Authentication
Bearer tokens, scopes, rotation policy, and revocation.
Updated May 18, 2026·4 min read
Bearer tokens
Pass the key in the `Authorization` header. The token format is `mpi_live_<random>` for production or `mpi_test_<random>` for sandbox.
HTTP
Authorization: Bearer mpi_live_••••••Scopes
Each key inherits the role of the user who created it. Scopes available:
| Field | Type | Description |
|---|---|---|
| read:screens | scope | List screens, read health metrics. |
| write:screens | scope | Create, pair, re-pair, delete screens. |
| read:content | scope | List items, scenes, playlists. |
| write:content | scope | Create or update items, scenes, playlists. |
| admin:workspace | scope | Manage members, integrations, billing.
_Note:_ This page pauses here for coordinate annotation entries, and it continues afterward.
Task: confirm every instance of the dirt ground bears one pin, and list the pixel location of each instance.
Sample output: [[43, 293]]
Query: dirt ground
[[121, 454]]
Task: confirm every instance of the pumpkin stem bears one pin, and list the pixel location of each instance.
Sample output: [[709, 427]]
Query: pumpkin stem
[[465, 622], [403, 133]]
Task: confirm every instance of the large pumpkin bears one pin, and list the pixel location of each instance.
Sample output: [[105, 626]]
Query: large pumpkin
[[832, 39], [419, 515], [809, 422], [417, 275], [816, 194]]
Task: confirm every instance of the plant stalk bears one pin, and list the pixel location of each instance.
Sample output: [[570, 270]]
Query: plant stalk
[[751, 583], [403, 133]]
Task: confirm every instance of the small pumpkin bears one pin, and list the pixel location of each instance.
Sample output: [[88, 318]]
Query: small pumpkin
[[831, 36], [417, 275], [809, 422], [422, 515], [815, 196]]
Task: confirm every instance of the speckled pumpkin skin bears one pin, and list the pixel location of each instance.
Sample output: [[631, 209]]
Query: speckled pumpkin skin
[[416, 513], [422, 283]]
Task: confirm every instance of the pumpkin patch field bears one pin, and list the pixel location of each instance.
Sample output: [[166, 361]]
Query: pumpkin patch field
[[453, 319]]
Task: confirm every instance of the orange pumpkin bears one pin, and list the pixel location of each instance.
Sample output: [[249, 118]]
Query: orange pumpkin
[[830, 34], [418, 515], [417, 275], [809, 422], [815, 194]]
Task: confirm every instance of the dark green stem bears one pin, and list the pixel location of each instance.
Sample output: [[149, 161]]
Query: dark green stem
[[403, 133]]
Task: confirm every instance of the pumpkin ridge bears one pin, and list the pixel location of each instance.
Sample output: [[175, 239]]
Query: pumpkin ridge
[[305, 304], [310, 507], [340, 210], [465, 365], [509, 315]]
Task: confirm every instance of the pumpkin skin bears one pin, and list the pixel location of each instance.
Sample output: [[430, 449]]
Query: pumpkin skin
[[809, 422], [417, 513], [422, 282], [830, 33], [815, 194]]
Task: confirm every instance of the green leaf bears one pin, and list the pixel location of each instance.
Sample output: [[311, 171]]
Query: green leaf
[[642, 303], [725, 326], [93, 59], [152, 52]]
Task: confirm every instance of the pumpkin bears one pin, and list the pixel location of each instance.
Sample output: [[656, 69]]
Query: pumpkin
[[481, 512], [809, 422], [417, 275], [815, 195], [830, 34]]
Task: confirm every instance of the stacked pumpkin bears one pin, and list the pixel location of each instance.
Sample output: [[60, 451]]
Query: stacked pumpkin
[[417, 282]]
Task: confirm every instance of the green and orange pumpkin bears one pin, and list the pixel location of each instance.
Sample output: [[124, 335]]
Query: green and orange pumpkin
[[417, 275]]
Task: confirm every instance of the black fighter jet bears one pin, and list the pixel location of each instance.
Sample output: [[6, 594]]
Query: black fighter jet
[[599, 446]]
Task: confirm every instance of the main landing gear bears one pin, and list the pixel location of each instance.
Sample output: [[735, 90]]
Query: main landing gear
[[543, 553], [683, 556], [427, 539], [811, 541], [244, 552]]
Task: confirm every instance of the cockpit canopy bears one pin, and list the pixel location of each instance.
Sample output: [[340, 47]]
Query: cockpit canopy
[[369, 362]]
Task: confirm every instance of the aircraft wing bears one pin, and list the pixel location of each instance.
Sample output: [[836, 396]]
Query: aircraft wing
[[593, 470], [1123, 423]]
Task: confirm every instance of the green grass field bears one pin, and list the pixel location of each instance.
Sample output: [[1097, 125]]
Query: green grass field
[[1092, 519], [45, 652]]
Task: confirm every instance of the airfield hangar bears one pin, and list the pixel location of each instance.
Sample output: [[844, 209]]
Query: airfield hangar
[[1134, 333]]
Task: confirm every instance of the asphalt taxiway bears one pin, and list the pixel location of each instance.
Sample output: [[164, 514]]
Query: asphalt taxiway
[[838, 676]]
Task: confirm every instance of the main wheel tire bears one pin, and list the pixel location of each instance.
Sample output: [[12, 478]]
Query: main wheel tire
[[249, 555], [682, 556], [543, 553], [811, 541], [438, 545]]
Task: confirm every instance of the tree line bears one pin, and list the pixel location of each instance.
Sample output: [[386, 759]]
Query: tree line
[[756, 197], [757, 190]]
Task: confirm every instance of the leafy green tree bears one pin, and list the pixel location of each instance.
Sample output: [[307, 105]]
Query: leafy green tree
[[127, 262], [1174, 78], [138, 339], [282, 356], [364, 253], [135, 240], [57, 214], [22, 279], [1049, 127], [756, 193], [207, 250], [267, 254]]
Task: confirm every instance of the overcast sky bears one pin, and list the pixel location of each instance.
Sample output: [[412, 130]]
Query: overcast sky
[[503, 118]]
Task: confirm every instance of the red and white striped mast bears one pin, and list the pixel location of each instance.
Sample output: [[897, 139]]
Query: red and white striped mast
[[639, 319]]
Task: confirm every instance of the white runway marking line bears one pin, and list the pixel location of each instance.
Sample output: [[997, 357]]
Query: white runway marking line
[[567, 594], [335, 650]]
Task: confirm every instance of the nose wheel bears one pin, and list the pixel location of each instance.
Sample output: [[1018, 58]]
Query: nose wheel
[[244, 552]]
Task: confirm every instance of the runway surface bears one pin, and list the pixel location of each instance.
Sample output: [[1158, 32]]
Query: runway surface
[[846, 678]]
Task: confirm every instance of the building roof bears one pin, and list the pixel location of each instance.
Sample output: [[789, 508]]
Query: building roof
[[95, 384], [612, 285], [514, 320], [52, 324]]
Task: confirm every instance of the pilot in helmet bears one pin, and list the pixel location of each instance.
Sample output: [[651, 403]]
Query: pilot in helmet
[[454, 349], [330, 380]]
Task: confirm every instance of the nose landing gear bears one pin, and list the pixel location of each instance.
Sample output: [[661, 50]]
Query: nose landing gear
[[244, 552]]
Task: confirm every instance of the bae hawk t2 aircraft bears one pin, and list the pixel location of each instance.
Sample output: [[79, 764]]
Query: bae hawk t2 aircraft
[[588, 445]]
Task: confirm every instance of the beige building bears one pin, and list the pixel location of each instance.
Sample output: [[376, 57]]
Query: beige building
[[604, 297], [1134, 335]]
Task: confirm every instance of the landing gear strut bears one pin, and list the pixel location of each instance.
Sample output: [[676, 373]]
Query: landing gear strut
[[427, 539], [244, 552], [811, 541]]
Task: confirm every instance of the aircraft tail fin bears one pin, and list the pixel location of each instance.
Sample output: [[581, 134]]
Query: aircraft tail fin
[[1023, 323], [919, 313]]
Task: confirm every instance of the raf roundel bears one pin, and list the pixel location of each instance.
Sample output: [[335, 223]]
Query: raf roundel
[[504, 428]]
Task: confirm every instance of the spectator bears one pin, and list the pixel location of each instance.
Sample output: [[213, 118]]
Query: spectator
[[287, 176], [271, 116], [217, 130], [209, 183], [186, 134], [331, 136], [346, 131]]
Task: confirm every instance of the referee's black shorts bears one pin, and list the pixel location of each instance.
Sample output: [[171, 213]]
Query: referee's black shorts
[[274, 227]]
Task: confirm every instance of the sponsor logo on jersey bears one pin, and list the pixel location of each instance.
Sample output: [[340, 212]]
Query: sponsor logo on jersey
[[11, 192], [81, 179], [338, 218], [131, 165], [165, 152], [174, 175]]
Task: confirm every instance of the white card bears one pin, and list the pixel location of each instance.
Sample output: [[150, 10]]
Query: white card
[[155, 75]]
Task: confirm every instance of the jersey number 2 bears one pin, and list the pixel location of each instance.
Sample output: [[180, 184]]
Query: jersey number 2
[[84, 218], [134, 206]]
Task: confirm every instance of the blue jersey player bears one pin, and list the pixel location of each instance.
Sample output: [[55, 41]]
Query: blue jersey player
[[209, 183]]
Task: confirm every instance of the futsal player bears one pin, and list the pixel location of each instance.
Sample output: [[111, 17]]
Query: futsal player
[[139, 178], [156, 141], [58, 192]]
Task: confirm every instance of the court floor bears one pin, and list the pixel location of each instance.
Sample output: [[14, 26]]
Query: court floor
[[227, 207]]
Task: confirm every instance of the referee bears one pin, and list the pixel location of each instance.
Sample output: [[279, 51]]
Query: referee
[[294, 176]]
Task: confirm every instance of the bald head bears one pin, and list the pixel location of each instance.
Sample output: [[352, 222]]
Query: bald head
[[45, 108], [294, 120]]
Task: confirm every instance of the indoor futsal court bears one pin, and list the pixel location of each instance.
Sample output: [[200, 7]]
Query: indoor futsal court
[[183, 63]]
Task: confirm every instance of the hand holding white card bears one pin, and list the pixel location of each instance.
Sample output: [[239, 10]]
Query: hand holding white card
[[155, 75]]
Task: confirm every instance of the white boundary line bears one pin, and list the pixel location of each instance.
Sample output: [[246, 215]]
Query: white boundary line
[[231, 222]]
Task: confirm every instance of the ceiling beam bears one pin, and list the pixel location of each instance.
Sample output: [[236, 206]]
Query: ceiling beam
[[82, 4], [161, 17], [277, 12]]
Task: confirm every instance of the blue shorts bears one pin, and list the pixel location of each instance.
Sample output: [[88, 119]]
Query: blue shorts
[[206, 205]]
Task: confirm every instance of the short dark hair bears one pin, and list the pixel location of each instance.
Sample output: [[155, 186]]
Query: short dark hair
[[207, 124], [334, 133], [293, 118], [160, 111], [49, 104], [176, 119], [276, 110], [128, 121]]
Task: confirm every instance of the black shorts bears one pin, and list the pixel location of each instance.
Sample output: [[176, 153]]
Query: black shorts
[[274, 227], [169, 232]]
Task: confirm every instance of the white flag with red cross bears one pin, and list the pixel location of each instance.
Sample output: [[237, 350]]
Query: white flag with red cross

Owner role only. |
Rotation
Rotate keys at least quarterly. The API supports overlapping keys: create a new one, deploy it, revoke the old one. No downtime required.
Revocation
Revocation is immediate. Settings → API → (key) → Revoke. Subsequent calls return `401 invalid_key` within ~5 seconds.
Sandbox keys
Test keys (`mpi_test_...`) hit the same endpoints against a sandbox workspace. Use them in CI; production data is untouched.